Мы высадились на любимой стрелке, добрались до озера и уселись в лозняке. Высоко в небе летели казарки, но стрелять я воздерживался: упадут птицы в воду — не достану.
Низом пронесся табунок хохлатой чернети. Я прикинул — эти уж должны упасть на сухое! — и ударил дуплетом. Промахов не было, и все же я просчитался: подбитые утки дотянули до воды. Одна шлепнулась невдалеке от берега, другая, подранок, упала подальше и поплыла в камыши.

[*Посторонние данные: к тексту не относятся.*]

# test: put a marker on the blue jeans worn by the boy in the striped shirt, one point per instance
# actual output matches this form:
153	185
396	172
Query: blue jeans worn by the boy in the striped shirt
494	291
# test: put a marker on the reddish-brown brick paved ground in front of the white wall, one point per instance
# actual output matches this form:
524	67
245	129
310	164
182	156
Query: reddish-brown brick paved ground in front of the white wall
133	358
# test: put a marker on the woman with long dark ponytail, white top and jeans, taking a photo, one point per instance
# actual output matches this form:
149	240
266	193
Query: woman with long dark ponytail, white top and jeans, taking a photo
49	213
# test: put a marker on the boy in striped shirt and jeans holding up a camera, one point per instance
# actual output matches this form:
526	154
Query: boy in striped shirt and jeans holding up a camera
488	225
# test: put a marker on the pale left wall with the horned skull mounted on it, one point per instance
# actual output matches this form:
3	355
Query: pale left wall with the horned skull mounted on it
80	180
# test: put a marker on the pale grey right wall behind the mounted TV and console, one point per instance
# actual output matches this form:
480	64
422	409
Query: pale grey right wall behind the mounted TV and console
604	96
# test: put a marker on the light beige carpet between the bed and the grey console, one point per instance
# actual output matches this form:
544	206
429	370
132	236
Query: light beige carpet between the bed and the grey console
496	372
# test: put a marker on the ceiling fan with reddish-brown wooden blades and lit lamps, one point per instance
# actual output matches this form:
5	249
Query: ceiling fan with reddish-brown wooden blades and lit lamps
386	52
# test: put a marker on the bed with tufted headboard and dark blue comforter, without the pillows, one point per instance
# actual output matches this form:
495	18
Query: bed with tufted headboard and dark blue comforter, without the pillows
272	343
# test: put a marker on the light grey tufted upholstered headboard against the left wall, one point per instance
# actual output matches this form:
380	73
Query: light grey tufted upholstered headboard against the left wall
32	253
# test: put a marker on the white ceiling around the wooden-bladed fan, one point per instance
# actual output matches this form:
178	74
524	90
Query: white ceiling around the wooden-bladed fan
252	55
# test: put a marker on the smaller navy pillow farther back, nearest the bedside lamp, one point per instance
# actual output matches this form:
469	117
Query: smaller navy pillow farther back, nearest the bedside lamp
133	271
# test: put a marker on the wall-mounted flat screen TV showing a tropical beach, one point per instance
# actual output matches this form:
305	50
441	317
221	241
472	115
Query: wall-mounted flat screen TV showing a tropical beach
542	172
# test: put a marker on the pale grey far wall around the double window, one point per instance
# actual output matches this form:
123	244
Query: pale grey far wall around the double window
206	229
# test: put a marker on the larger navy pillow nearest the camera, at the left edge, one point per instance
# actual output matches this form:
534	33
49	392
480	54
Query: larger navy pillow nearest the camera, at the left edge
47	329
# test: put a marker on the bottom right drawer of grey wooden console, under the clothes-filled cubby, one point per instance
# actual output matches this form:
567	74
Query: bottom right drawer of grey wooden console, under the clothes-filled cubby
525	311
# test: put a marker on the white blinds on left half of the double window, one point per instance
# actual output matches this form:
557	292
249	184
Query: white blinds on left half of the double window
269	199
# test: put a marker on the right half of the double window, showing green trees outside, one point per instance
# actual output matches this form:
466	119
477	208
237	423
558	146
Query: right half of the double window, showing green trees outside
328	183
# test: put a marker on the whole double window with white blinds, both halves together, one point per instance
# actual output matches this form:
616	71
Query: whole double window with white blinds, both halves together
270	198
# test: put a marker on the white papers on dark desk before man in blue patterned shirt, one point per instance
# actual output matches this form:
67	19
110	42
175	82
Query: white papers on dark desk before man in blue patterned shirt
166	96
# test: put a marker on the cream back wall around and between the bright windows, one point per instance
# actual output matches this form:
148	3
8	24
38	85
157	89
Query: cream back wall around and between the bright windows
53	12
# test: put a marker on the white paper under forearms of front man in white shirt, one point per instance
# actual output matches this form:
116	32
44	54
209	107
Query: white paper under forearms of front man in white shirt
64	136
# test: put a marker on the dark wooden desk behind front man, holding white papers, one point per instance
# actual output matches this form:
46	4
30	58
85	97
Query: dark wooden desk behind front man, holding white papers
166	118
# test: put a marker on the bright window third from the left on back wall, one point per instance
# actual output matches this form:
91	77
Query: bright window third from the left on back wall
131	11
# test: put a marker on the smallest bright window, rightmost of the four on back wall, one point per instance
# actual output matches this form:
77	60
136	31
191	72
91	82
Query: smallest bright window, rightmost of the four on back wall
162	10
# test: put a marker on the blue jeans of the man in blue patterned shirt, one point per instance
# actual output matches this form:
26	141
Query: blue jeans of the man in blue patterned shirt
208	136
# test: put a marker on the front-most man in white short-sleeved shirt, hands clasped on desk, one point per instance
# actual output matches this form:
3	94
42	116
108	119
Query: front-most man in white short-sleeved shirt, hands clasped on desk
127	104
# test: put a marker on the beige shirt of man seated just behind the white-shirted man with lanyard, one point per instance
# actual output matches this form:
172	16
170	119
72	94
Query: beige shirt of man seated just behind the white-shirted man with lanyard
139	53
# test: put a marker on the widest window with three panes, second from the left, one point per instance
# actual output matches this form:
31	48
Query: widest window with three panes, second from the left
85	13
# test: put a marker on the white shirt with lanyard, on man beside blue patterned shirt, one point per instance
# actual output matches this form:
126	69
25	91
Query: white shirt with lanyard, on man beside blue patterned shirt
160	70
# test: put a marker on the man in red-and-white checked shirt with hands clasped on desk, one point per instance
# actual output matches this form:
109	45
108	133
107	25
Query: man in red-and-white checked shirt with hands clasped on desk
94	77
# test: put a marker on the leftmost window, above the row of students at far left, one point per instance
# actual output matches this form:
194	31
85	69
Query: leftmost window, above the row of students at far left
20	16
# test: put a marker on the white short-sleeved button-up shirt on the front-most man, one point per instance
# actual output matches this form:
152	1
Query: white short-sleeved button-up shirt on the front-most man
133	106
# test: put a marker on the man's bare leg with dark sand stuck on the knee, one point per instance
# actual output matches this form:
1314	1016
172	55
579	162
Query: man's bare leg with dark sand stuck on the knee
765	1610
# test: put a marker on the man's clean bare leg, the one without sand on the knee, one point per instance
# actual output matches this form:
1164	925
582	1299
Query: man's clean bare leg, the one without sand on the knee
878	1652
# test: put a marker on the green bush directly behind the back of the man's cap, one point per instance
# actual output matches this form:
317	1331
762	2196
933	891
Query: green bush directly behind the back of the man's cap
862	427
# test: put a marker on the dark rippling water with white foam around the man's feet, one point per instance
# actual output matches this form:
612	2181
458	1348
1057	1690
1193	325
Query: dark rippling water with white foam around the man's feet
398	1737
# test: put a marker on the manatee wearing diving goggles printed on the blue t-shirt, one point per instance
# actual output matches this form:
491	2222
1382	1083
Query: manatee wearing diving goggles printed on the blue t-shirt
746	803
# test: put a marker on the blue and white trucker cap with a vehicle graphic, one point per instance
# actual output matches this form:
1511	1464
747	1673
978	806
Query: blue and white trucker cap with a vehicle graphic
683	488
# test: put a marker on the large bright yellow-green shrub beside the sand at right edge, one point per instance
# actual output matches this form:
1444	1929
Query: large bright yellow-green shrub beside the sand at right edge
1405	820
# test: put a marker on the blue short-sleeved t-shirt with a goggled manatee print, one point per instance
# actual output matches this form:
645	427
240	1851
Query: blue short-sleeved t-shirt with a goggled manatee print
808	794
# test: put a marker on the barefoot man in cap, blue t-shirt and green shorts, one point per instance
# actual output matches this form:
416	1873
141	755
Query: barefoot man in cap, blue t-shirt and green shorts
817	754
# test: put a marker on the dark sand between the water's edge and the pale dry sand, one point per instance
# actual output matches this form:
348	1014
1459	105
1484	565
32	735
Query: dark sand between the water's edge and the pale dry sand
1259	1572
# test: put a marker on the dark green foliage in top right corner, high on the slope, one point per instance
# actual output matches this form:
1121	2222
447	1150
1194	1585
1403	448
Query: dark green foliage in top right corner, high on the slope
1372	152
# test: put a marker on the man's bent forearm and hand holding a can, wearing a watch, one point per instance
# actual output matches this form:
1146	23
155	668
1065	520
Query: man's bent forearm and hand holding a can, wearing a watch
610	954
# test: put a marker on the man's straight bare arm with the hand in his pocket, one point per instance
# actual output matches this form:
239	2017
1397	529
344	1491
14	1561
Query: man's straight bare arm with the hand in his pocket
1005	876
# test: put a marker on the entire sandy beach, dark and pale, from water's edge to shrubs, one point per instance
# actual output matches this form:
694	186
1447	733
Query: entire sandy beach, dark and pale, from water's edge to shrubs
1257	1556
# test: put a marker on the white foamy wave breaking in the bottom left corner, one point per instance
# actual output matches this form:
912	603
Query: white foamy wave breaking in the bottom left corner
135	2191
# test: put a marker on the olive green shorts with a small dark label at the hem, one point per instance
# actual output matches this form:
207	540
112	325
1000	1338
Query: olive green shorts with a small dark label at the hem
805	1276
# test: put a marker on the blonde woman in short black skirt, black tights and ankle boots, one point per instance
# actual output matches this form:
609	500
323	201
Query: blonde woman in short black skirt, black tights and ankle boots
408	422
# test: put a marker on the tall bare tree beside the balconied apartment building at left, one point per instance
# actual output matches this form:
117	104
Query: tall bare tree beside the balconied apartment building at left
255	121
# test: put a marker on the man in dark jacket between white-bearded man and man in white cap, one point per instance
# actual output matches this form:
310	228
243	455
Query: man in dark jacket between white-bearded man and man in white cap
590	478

Трубач сорвался с места, прыгнул в воду. Он плыл легко и резво, как раньше, но не прямо на утку, а в сторону: ветер дул с берега, собака не могла причуять запаха дичи.
Было морозно. Вода на заливах покрылась кое- где тонкой корочкой, а в середине стояла темная и неподвижная, готовая вот-вот замерзнуть. В такую воду пойнтер не пойдет вовсе, из сеттеров же редкий проплывет полсотни метров. Но Трубач плыл.
Он сделал два круга, остановился и завыл. Я знаю—не от холода он выл... Это он жаловался, что глаза потухли, что невозможно без глаз взять добычу.
Я свистом позвал его на берег. Он не послушался, дал новый круг, подплыл из-под ветра к утке, принял ее в зубы, добрался до берега, отряхнул с себя воду и замер у моих ног.
Я взял из зубов Трубача утку, но не успел приласкать его за чудесную работу — он снова кинулся к воде и поплыл в камыши.
Его слух, вероятно, поймал два всплеска воды после выстрелов. Одну утку он нашел и подал, другую надо было еще искать. И он поплыл на розыски.
Сиял всем великолепием своих красок последний день осени. После таких дней внезапно падает снег, стужа в одну ночь сковывает озера и реки.
Надо мною табун за табуном летели птицы. Я слышал гортанные крики, мерный шелест проворных крыльев. Наступил валовой пролет, во время которого за час можно набить полный ягдташ дичи. Какая же горечь для охотника пропустить этот страдный час! Однако я не поднимал ружья. Странные, какие-то не охотничьи мысли захватили меня: я смотрел в небо, где кружились табуны, и думал о силе жизни, которая заставляет пернатых дважды в год одолевать громадные пространства.
Случается, захватывает их в пути мороз, дождь, метель, встречный или боковой ветер. Натруживая крылья, летят они весною на дикий, угрюмый север, чтобы свить там гнездо, вывести детей, а осенью, когда подрастут и окрепнут дети, откочевать на зимовку к благодатному югу.
Тысячи птиц гибнут в пути. Но и сегодня пролет такой же радостный, обильный и шумный, каким был века назад. Жить — значит бороться и действовать до последнего дыхания.
И я видел эту же силу жизни в своей слепой собаке.
Трубач пропадал долго. Я начал беспокоиться: камышовая гряда озера тянется на километры, в ее лазах даже зрячему заплутать нетрудно. Свистом и криком я звал Трубача. Наконец он выплыл на водное зеркало с огромною черною уткой в зубах.
И когда он подал мне птицу, я поцеловал его в мокрую голову.